小手先プロジェクト

(34) 誘惑


はぁ〜、そろそろ駅か、、良く寝た‥‥
帰宅時は気が緩むせいか、電車で実に良く寝られる。

お、向かいはミニスカートか、、、よくあんなので座ってられるもんだわ。
さて、降りるか。

じろじろ見ないように、っと。
「ふっ」これが大人の余裕ってものさ。

‥‥!。なっ、何だ、その視線は、、、俺は見てないってば。
まさか、さっきの「ふっ」を見えた喜びの表情とでも思ったのか?
ち、違う。違うぞ。そうじゃない。

わかってくれ、良く考えてみろ。
あの笑みはいやらしいにやけ顔とは違うだろう? さわやかでさえあったはずだ。

あぁ、言い訳したい、、、けど、降りなきゃ。
そうだ、きっと俺の見間違いだよな、、、(ちらっ)、、!、、だめだ。あの膝の綴じ方警戒してる。
それにこっちを睨んでる、、、なんてことだ。

あぁ、言い訳したい。どうしよう、無実なのに
誤解されるくらいなら、もっとしっかり見とけば良かった。

次から電車を変えようか、、、それとも、同じ電車を選んで見ようとなどしていないことをアピールした方が良いのか?

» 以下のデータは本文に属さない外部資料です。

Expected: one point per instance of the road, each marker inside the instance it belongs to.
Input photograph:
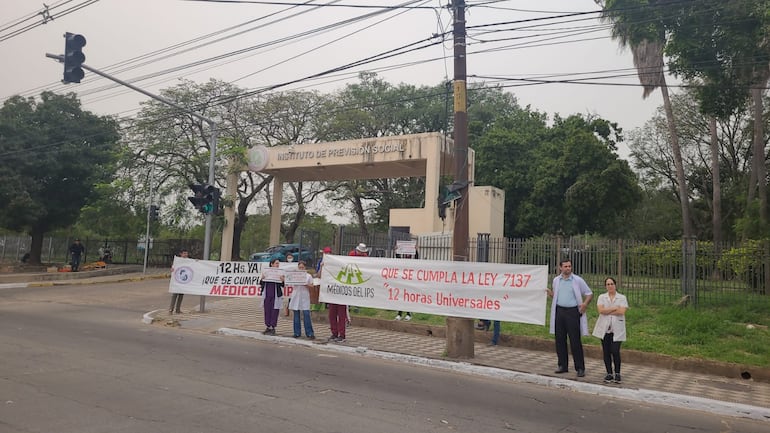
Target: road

どうしてこんなことになってしまったんだ、、、もうおしまいだ。


(くんくん)

こっ、この匂いは‥‥  たこ焼き!  何故こんなところで!!!

うむ、良い焼け具合だ。きれいに焼けている。
‥‥?。どうしたんだみんな。誰も買わないのか?あんなに旨そうだぞ。

このままでは、せっかく中身がとろ〜ん&外がパリッの絶妙のコンディションが台無しになってしまう。
今が一番良い時なのに。

店員も店員だ。
いらっしゃいませとか、焼けてますとか言ったらどうなんだ。
うまく焼けたたこ焼きにこだわりを、愛情を感じないのか?

俺には帰ってから夕飯があるんだ。ここで買うわけにはいかないんだ。
早く誰か買ってやれよ!

「ありがとうございましたぁ〜(にこっ)」

うむ、ソースも良いものを使っているな。
つい買ってしまったが、これは自分が食べたかったから買ったわけじゃない。
たこ焼きにとっての最も良い生涯の手伝いをしたんだ。

せっかくだから、家族への土産にしてやろう。

‥‥‥‥(ほかほか)‥‥この温もり。た、、食べたい
1個や2個なら、、、2個食べてもまだ8個残ってるし。

そう、誘惑に負けたんじゃない。
8個も残ってるんだから、誘惑との勝負は8勝2敗で勝ち越しじゃないか。


(すっかりたいらげた俺は証拠隠滅を図るべく、ゴミを
持ち込んだことに「すまない」と心で手を合わせながら
コンビニのゴミ箱に残骸を落としこんだ。)

間が悪いし、このままコンビニに入ろう。

しかし、俺は無駄な行動は取らないのだ。
立ち読みをするフリをして窓に映った自分の姿をチェックする。

「口の周りにソースはついていないか」
「歯に青海苔は付いていないか」
奥歯に鰹節がはさまっているが、これは見えないから大丈夫だ。

「ただいま」

「おかえり〜、あれ?何付けてるん?」

(ギクッ)な!‥‥ソースがズボンに
やはり歩きながら食べたのがまずかったのか。たこ焼きはうまかったが、、、そういう問題ではない。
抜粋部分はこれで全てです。